EDITOR’S NOTE: At the end of each year, the Daily Times-Call updates readers with its “Where Are They Now” series, which revisits notable area newsmakers and finds out how they’re faring. Through Jan. 2, Times-Call staff writers will bring you stories and vignettes about people, animals and even a Pluto-bound spacecraft featured on our pages over the past year.
LONGMONT — Before her surgery, Nicole Poulin needed a walker so she could rest when she went out.
Just six months ago, she didn’t have the strength to walk around her Longmont apartment. Without oxygen delivered through a tube draped by her nose, just sitting and talking was difficult.
Now, the 32-year-old walks on a treadmill for 20 minutes five days a week. With the help of a trainer, Poulin also lifts weights twice a week.
“I just make sure I don’t overdo it,” she said.
On April 27 — after waiting 17 months for a match — Poulin received a new pair of lungs.
She had been diagnosed almost four years ago with pulmonary arterial hypertension, a rare, life-threatening disease that caused her to lose her breath with very little exertion.
Since her transplant, she said, she doesn’t look to the future; she takes life one day at a time.
“I just want to get through the first year without any rejection,” said Poulin, who takes roughly 15 pills daily, including antibiotics, vitamins, steroids and anti-rejection drugs.

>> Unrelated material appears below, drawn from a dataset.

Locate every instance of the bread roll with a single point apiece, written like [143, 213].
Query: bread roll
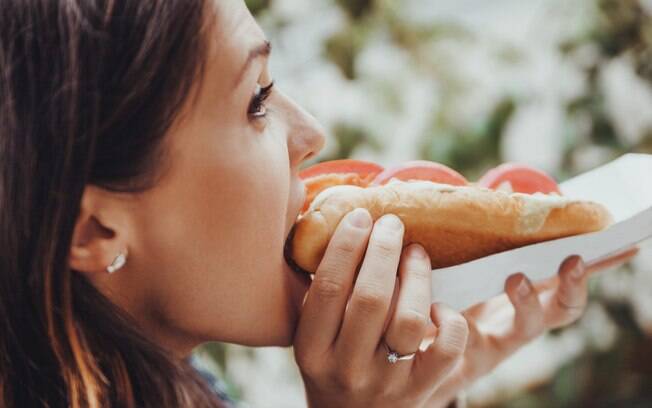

When the call came that a set of lungs might be available, Poulin grabbed her packed bag and called her brother to take her to University Hospital in Denver. Hours later, she was in the operating room.
“I was pretty ready for it,” she said.
A 28-year-old lawyer who worked with the underprivileged donated the lungs. The donor’s parents later wrote Poulin a letter to let her know about their daughter.
“It was the ultimate gift,” she said.
Darrell Ritchie, 38, a friend of Poulin’s for about four years, visited her at the hospital a few days after the surgery and said Poulin appeared excited to have a chance to get well.
“There was a different spark,” said Ritchie, a Longmont resident. “A sense of relief. A sense of joy.”
Still, it was hard in the beginning. Poulin spent five days in intensive care, then three months spent mostly in the hospital, including one six-week stint.
The pain was hard to manage. Especially painful was the development of the skin condition crepedis, in which air becomes trapped in the top layer of the skin. When Poulin was touched, her skin made popping sounds like Rice Krispies in milk, she said.
Even now, her health isn’t consistent. On good days, she exercises with her trainer or takes a walk with her dog, Joe. She drives to her brother’s house in Boulder, or friends come over.
On bad days, she becomes fatigued and rests.
But overall, she is much better.
“I just don’t have the core fatigue,” Poulin said. “I used to feel so exhausted all the time, whether I slept or not. I just felt really weak. I never really had any good days.”
Recently, she traveled to Boston to see her family. It was the first time she had been on a plane in three years.
Ritchie said Poulin sometimes drives to his home for dinner, or the two go to a restaurant.
That’s a major change from the days before her surgery, when she couldn’t drive and felt isolated and lonely.
“She’s starting to live life again,” Ritchie said. “It’s given her control over her life.”